江澄は必死で首筋に吸いつく藍曦臣に、この人はきっとさみしいのだ、となぜかしんみりしてしまう。
同じなのだ、この人と俺は。
ろくに手順も踏まず、入れられたあとも、痛くて苦しくてつらいのに、自分の上で「江澄、江澄」と一所懸命腰を振る様子を見てたらかわいそうになってしまって、文句もいわずに受け入れる。
翌朝、目を覚ましてからは、ぼんやりしている藍曦臣に「昨日は満足できたか?」と聞く。
「ええ、すばらしい夜でした」
「それはよかった」
これは慈善事業だ、と江澄は無理に笑顔を作る。
たった一度のことだ。
思い出にすればいい。
そう思っていたのに、なぜか次には寒室に招かれて、そこで抱かれる。
そうして月に一度か二度、藍曦臣に呼び出されては関係を持つという日々が続く。
ところが、ある日、江澄は楼閣の中で藍曦臣を見かける。妓女を揚げる楼閣である。(双方仕事)
それきり藍曦臣からの呼び出しはぱたりと途絶え、江澄はまたひとつ傷を増やす。
そうだ、女の人の方がいいに決まっている。自分はお役御免になったのだ。
この心は墓まで持っていく。誰に知られるでもなかったが、ただ少しだけでも触れ合えた記憶があれば生きていける。
ところが藍曦臣はそうではなかった。楼閣で妓女に指摘されて、ようやく自分が江澄に情を抱いていることに気がついて、大混乱しているだけだった。

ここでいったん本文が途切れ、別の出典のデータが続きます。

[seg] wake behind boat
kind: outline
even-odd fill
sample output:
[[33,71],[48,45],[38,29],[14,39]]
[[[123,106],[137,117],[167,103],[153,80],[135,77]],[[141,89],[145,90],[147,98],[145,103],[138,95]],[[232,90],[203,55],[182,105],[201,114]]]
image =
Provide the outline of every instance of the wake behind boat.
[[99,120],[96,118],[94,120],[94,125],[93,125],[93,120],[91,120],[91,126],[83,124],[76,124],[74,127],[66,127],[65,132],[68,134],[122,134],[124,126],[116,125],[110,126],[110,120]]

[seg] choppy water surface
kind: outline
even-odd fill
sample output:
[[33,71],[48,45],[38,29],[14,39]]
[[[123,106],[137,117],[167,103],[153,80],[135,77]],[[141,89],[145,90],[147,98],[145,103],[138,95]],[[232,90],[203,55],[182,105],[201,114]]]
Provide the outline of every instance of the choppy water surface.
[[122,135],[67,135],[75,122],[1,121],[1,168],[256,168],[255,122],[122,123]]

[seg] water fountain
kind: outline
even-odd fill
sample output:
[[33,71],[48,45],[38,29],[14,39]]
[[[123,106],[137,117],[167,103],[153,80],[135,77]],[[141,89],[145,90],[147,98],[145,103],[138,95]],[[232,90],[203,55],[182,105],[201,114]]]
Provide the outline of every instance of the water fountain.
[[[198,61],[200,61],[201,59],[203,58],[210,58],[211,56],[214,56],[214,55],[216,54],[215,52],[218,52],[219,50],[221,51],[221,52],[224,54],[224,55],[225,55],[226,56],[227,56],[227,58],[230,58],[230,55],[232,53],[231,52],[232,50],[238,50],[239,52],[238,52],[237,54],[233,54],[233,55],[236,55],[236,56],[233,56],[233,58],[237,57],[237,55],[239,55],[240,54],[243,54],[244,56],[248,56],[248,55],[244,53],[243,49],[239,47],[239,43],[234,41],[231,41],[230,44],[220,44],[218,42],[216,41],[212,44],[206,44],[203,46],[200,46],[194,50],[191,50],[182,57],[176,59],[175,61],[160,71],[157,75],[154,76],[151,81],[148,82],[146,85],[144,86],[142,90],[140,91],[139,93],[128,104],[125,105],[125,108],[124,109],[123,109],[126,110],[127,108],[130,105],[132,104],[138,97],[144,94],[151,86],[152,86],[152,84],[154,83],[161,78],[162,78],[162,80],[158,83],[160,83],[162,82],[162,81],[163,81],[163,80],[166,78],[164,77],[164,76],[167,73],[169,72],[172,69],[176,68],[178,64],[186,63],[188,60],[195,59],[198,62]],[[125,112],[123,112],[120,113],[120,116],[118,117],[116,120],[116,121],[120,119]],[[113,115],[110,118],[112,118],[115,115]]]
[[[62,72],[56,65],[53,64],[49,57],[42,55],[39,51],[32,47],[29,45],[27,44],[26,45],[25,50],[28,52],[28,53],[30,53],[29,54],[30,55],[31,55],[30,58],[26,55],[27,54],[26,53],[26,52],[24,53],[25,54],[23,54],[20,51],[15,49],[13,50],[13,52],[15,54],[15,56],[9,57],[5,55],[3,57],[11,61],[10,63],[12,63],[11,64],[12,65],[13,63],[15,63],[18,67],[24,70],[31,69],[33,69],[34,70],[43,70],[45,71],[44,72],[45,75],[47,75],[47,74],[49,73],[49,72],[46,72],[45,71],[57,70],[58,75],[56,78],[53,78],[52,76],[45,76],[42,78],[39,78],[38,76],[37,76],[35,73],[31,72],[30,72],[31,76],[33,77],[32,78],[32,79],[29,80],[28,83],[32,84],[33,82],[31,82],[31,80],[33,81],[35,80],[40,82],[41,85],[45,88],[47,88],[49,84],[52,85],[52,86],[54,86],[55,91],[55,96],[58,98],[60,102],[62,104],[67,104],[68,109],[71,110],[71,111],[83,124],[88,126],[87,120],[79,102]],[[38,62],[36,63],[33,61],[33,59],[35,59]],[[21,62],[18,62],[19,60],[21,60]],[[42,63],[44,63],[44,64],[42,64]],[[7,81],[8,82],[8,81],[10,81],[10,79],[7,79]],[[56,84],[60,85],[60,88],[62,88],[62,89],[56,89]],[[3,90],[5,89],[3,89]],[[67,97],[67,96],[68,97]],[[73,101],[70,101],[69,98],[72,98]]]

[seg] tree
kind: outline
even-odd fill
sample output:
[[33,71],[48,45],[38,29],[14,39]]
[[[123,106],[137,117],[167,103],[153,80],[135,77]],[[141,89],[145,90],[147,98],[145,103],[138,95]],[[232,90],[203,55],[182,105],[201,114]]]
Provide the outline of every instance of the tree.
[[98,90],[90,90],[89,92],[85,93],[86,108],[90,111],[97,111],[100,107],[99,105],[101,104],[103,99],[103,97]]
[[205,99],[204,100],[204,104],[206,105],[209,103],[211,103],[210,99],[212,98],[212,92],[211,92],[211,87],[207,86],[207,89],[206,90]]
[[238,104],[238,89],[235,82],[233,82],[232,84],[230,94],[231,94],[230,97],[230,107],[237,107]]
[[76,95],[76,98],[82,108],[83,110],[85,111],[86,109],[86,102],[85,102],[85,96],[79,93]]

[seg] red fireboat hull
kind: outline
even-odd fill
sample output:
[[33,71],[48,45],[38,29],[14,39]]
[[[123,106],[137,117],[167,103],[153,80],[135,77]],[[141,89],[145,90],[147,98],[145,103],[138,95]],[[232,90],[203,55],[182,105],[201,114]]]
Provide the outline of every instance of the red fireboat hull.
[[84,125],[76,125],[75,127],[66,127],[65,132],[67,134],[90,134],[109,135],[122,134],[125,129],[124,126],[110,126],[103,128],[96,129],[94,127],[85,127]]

しかも、自分からしか呼び出したことがない。さらには、江澄は最中に声を上げようとしない。
これはいやがられているのではないか。
三月はがんばってがまんするものの、清談会で顔を合わせたらもう辛抱できなかった。
三月ぶりである。
体を抱きしめただけで泣きたくなるほどにうれしい。
反対に江澄は、抱きしめられただけで、しまい込んだはずの気持ちが出てきてしまって、どうにもならなくなる。
「もう、やめてくれ」
「なぜ、そのようなことを言うの。やっぱり私が無理を言っていたのかな」
「そうだな。こんなこと、はじめるべきじゃなかったんだ」
「あなたは少しもうれしくなかった?」
「……ああ」
「私のことは少しも好きではない?」
「……そうだ」
「今日が最後?」
「……わかった。最後だな」
からのすったもんだあって、最終的にはちゃんとくっつきます。(最後が雑)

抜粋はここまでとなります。